GAPは2020年東京五輪・パラリンピックの食材調達基準となる。欧米などでは畜産を巡る環境保全やアニマルウェルフェアへの意識が高く、インバウンド(訪日外国人)への提供や輸出などを進める後押しを期待されている。

基準は17年3月末に決まった。113の管理点があり、うち必須項目57点全てと、重要項目42点のうち40点を満たす必要がある。中央畜産会などが認証する。

認証農場を畜種別に見ると養豚13、乳用牛3、肉用牛7、採卵鶏3。全て農場HACCP(危害分析重要管理点)を取得済みで、GAP取得農家は従来から衛生管理へ高い意識を持っている実態が浮かび上がる。
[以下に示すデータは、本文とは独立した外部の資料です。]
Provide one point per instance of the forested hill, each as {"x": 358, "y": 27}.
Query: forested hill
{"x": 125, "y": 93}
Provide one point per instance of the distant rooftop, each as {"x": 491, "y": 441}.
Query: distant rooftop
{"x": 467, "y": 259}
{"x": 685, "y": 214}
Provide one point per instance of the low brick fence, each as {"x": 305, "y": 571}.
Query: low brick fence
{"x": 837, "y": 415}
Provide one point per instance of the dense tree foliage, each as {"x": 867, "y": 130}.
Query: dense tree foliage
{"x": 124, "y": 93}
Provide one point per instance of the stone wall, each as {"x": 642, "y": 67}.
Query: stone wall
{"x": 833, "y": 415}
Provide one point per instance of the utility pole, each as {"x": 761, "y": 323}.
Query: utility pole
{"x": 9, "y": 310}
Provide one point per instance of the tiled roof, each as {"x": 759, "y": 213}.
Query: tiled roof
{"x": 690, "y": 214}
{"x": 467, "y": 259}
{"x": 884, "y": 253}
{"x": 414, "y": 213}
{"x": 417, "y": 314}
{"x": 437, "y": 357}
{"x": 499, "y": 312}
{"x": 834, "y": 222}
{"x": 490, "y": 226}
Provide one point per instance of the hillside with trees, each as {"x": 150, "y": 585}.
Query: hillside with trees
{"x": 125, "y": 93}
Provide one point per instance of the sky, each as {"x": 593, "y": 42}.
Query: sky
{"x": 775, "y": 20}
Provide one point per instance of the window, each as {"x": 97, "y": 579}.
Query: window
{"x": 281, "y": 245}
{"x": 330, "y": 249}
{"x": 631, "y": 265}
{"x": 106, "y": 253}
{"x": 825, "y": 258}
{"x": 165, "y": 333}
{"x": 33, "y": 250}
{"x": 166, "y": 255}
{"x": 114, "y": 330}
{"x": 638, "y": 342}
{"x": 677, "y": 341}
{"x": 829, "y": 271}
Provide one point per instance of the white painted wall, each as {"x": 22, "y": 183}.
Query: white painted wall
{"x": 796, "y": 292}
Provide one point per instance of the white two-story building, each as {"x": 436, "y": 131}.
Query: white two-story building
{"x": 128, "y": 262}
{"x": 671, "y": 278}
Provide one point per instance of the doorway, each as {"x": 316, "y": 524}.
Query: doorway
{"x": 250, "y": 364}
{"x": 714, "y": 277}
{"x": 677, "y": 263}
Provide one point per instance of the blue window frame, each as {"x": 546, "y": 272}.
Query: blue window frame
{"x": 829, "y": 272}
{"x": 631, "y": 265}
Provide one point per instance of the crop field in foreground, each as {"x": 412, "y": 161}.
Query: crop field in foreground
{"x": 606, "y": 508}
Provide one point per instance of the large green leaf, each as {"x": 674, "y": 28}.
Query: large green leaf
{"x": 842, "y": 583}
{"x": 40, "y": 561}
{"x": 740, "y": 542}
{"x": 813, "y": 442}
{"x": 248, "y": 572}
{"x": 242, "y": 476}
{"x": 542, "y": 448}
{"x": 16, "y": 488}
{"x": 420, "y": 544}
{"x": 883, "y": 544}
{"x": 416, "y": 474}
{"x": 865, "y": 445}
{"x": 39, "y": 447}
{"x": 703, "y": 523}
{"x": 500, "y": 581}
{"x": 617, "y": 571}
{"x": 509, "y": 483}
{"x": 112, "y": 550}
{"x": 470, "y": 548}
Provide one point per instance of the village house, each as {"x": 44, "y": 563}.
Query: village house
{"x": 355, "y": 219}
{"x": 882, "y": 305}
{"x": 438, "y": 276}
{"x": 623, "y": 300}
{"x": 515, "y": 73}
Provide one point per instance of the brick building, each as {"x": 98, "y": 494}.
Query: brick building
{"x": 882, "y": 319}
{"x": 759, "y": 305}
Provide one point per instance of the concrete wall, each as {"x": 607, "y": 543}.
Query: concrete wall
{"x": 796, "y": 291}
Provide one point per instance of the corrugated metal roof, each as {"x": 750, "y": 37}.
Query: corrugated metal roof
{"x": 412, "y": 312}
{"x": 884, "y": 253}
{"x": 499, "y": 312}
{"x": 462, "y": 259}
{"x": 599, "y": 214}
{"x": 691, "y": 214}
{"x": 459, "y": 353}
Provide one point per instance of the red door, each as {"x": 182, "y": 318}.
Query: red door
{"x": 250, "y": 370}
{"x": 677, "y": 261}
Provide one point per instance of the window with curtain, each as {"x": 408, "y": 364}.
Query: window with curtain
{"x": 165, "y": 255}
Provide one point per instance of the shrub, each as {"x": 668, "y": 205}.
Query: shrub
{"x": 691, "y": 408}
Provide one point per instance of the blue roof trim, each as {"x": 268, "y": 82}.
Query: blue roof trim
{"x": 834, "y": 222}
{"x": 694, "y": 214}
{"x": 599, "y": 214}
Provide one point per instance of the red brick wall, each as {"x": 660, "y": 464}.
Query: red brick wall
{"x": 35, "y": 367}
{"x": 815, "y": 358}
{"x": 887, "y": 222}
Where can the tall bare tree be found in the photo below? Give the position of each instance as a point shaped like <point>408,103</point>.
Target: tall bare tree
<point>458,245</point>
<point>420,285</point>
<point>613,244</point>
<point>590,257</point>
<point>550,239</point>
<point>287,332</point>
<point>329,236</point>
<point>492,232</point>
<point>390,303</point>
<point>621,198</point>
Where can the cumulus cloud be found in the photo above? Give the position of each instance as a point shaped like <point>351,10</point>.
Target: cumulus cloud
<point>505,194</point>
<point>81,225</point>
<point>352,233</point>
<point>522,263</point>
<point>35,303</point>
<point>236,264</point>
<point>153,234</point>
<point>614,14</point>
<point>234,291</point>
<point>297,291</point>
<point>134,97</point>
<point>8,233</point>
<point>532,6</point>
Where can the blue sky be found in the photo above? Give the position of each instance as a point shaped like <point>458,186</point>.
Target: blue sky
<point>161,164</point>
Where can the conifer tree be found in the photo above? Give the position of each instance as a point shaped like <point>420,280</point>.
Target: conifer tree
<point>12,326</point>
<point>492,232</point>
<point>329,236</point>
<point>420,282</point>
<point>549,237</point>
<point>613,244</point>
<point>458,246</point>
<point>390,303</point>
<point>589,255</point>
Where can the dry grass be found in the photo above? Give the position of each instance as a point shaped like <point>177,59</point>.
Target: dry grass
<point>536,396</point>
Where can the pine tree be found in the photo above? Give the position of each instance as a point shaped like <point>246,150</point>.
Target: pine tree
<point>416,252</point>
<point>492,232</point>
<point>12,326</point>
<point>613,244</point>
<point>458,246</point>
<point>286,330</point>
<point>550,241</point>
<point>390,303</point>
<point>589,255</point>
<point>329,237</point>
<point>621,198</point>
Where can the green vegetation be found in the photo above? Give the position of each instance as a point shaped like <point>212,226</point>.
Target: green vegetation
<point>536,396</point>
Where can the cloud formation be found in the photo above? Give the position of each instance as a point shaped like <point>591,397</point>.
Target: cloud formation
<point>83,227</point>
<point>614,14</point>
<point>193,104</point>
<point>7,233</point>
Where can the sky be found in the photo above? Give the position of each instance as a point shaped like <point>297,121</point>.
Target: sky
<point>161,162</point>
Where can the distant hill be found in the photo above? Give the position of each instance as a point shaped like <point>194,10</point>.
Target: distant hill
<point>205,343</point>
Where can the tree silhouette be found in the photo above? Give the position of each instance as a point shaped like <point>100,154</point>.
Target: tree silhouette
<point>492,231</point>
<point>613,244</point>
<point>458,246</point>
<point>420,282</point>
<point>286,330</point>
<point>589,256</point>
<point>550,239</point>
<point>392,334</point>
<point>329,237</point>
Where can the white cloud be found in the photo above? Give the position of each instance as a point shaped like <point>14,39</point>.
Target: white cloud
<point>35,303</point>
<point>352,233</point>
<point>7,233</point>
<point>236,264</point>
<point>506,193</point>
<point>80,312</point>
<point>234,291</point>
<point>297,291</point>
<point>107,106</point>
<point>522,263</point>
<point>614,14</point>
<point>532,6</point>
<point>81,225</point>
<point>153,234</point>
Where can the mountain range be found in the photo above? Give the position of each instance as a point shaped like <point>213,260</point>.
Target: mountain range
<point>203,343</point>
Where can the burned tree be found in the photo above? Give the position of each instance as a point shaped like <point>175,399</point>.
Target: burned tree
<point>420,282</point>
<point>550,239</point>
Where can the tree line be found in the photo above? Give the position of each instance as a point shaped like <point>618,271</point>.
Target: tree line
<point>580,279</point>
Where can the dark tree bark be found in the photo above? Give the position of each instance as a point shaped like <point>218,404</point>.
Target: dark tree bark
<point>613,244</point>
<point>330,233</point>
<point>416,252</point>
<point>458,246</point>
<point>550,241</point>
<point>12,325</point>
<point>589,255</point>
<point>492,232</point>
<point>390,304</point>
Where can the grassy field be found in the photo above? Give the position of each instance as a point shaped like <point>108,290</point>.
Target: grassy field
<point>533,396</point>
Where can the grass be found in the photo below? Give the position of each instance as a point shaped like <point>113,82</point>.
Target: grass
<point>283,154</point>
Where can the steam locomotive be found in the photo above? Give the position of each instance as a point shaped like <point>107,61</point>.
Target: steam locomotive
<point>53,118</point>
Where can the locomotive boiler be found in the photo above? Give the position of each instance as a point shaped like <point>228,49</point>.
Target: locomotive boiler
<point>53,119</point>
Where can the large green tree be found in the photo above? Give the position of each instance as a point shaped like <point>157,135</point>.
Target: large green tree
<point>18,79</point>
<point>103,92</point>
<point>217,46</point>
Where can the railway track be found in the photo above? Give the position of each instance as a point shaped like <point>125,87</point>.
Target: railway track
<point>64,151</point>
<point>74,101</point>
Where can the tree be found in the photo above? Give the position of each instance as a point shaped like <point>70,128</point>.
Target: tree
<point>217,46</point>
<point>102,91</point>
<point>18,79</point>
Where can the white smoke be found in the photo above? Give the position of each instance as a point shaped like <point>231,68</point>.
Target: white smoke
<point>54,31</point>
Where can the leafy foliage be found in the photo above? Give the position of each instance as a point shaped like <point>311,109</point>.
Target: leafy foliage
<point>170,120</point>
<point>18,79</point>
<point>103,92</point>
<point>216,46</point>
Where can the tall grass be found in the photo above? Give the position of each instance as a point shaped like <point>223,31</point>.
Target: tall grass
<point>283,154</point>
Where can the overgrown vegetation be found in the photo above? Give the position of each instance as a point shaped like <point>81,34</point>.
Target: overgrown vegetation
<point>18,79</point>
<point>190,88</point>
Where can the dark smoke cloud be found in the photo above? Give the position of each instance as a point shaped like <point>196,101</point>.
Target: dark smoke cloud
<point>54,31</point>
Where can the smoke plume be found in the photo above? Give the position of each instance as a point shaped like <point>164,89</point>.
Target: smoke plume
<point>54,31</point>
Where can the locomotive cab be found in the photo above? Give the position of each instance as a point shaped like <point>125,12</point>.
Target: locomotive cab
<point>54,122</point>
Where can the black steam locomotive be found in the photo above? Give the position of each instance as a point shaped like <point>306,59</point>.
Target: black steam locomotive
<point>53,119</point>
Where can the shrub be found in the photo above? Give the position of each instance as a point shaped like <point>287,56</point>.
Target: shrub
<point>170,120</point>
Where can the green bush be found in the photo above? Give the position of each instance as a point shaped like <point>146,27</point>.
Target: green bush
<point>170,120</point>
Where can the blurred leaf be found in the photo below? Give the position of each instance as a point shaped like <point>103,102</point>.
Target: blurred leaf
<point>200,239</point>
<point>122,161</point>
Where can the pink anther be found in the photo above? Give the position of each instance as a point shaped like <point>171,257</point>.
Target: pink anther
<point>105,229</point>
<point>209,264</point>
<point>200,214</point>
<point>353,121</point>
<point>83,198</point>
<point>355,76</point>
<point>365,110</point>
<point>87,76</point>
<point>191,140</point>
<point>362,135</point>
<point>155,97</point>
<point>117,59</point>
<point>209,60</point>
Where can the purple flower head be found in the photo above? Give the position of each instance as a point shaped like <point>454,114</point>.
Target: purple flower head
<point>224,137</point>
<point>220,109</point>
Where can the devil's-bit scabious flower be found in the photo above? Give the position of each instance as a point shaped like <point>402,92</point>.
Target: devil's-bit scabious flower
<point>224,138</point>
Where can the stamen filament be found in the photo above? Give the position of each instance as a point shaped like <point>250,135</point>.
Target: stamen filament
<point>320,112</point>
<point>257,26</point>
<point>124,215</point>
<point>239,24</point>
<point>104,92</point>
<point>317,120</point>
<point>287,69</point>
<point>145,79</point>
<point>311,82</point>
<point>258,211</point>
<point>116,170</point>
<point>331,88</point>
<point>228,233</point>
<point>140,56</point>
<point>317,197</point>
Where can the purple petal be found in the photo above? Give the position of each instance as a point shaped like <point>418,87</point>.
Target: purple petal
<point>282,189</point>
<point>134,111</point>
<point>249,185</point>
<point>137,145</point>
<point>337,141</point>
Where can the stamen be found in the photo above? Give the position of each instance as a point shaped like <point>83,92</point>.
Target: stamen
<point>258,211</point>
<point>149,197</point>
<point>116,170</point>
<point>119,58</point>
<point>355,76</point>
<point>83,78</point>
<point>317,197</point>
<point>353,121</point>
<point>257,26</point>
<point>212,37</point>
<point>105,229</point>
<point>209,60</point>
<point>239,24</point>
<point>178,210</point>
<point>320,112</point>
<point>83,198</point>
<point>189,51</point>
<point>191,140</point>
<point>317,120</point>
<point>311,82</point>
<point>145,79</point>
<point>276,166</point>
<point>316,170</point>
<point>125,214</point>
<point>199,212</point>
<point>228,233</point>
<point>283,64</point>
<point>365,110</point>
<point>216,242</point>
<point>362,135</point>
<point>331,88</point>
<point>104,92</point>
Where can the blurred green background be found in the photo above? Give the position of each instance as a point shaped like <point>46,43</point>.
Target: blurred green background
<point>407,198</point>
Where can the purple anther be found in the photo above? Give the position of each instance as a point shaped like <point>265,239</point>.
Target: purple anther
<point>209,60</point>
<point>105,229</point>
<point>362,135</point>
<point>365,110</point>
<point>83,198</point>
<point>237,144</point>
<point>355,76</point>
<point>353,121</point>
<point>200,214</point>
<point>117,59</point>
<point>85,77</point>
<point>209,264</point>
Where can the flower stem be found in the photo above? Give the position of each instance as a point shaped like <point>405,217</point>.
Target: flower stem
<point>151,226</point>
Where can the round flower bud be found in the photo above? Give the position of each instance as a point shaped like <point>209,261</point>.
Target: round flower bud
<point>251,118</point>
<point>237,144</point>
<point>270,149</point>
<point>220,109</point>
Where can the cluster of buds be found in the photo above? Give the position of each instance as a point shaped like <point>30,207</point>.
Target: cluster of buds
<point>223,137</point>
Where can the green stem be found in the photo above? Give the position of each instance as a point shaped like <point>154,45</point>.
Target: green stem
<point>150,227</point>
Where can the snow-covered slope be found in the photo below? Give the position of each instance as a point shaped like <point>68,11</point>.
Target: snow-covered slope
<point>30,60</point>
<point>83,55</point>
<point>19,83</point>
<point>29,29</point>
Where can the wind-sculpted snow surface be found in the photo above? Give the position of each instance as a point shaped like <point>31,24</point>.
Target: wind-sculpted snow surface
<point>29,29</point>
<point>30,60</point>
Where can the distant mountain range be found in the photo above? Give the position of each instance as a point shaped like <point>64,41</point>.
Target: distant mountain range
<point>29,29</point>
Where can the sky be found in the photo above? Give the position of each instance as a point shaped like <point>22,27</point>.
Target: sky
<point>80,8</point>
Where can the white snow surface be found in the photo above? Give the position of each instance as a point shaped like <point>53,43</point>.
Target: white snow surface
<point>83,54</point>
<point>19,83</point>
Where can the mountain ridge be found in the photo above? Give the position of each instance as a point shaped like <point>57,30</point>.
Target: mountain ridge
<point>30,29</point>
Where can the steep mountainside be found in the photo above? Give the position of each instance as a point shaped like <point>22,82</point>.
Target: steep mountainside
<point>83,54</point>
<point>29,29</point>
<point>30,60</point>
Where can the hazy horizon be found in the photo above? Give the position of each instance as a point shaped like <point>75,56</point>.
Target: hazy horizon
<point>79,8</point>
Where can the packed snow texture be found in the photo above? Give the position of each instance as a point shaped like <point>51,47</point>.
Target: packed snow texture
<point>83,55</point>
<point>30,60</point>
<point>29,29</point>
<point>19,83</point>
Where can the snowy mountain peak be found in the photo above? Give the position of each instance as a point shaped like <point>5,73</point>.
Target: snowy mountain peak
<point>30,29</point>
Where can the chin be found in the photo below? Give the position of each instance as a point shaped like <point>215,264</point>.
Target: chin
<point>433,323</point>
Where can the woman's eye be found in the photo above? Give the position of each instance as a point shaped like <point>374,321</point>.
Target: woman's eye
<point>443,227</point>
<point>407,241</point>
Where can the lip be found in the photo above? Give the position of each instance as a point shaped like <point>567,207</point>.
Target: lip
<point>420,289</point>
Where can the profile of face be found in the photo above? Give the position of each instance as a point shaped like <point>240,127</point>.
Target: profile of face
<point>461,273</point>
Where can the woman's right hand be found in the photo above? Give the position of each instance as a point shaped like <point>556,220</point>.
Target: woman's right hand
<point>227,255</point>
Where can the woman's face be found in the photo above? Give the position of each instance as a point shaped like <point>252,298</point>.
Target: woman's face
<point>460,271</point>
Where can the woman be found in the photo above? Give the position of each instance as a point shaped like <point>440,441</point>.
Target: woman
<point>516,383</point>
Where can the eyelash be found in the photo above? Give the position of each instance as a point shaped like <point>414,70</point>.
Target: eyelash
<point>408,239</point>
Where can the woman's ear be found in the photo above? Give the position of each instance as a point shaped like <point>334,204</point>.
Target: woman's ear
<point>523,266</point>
日本GAP協会によると、農場HACCPが取得済みだとGAPの一部の審査項目が免除されるため、取得に積極的な農家が多いという。

課題は、一からGAP取得を目指す農場の後押しだ。農家の意欲を高めるため畜産GAPでは、準備段階を支援する「GAP取得チャレンジシステム」を導入。中央畜産会が運営している。

同会のホームページ上からチェックシートを使ってGAPと同様の項目をチェックし送付。チェック項目が実際に満たされているか、同会が農場で調査、確認する。確認されれば、GAPと同様に五輪・パラリンピックの調達基準を満たす。認証を受けるために不足している部分などが分かるため、このシステムを契機にGAP認証を取得した農場も多い。